What Will Happen to My Ratings?

What Will Happen to My Ratings?

This piece from the Teaching Professor has some excellent tips for dealing with faculty fears that using new techniques or teaching methods might lower their teaching ratings. Methods that that put greater responsibility on students and that move the teacher off center stage often don’t map well to traditional institutional evaluations. One of the key points of the piece is to encourage faculty to get beyond the end-of-class “autopsy” evaluation and engage the students in an ongoing dialogue about their own learning throughout the term. The overall thrust of the piece is that by communicating honestly, openly and authentically about the evaluation process, it becomes more valuable for all concerned. (Thanks to the Kept-up Librarian for the link!)
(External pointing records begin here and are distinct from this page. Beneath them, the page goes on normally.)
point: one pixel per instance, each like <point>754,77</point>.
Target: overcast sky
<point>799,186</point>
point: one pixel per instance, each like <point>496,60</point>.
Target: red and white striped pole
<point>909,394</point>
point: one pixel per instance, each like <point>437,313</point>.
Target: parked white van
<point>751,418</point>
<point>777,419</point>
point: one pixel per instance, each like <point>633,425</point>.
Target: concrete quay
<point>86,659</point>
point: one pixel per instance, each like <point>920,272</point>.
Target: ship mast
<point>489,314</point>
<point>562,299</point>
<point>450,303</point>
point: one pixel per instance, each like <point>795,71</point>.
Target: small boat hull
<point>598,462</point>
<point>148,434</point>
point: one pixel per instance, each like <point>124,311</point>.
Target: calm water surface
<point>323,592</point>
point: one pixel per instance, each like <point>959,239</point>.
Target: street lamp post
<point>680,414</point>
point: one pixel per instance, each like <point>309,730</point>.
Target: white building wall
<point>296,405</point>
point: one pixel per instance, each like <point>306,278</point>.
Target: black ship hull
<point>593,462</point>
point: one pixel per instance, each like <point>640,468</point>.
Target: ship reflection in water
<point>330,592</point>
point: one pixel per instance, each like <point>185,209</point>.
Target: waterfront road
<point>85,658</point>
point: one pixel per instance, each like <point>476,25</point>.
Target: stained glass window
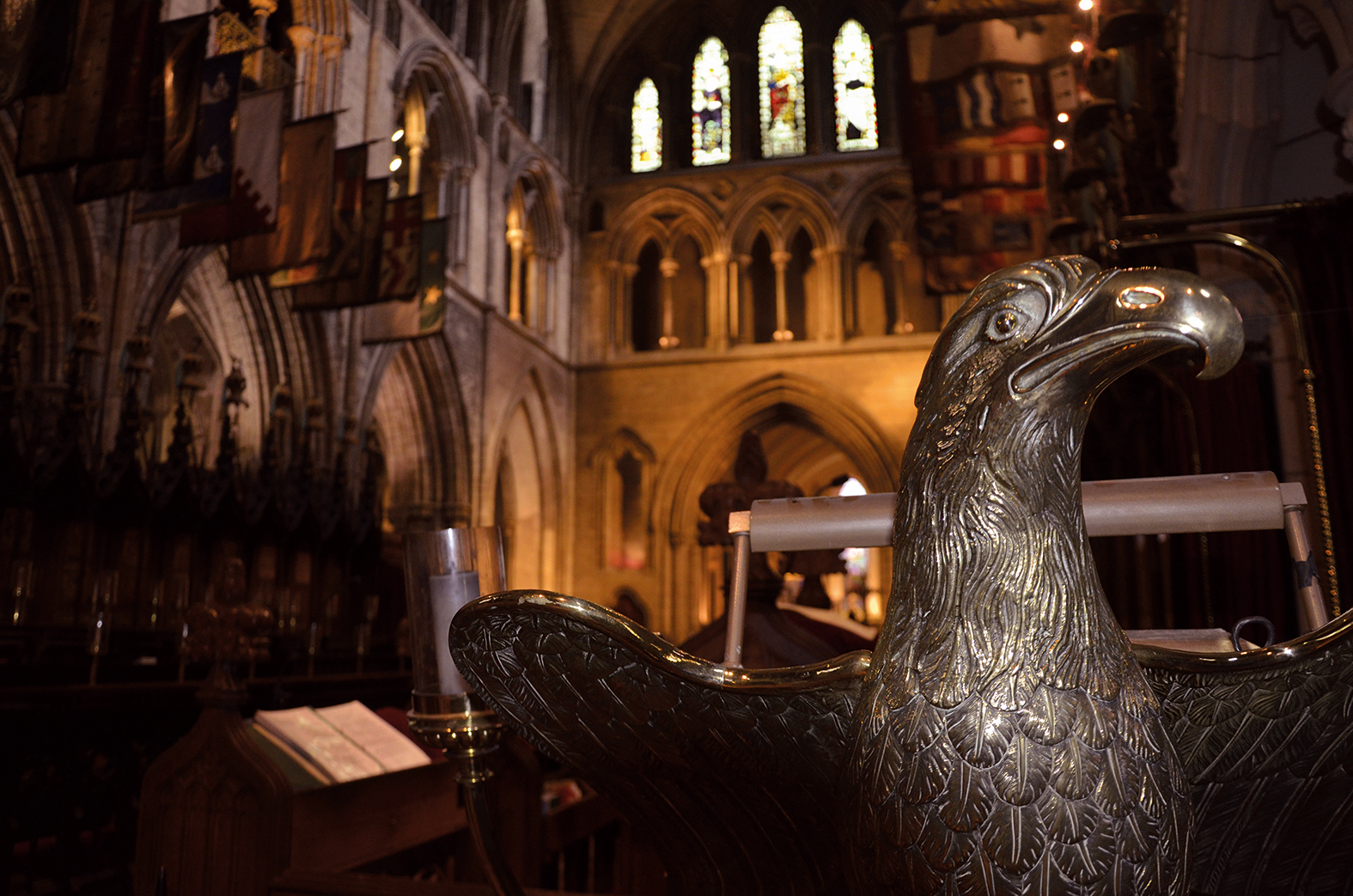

I think that kind of communication maybe tough with undergraduates without a significant cultural change across the university. (I teach only graduate classes–and electives at that, but as the project manager for the restructuring of William and Mary’s evaluation process I’ve spent years up to my eyeballs in course evaluation issues.) On the surface, the findings from the Center for Academic Transformation that I wrote about yesterday certainly don’t argue for a particularly collegial relationship with students.

My own teaching is pretty unconventional by many standards, and I’ve had some classes where some students have hammered me on the evaluations. But, even in those classes there are many folks who resonate with a teaching style that is more student-centered. Like Timothy Burke at Swarthmore, I find that my student comments are often bipolar:

It’s also that what I hear back from my students often leaves me in a quandry. Over time, for example, I’ve heard consistently from one group of students who are consistently a bit frustrated with the degree to which I intervene in classroom discussions, direct and redirect them. They want me to loosen up a bit, let things flow more spontaneously, encourage more debate between students. Then I hear from another group of students who are intensely appreciative of the fact that I keep discussion under a fairly tight rein, make sure that certain themes and issues are touched upon, work to build up from comments made by students.

It would be interesting to see how students would respond to the kind of conversation suggested the Teaching Professor article.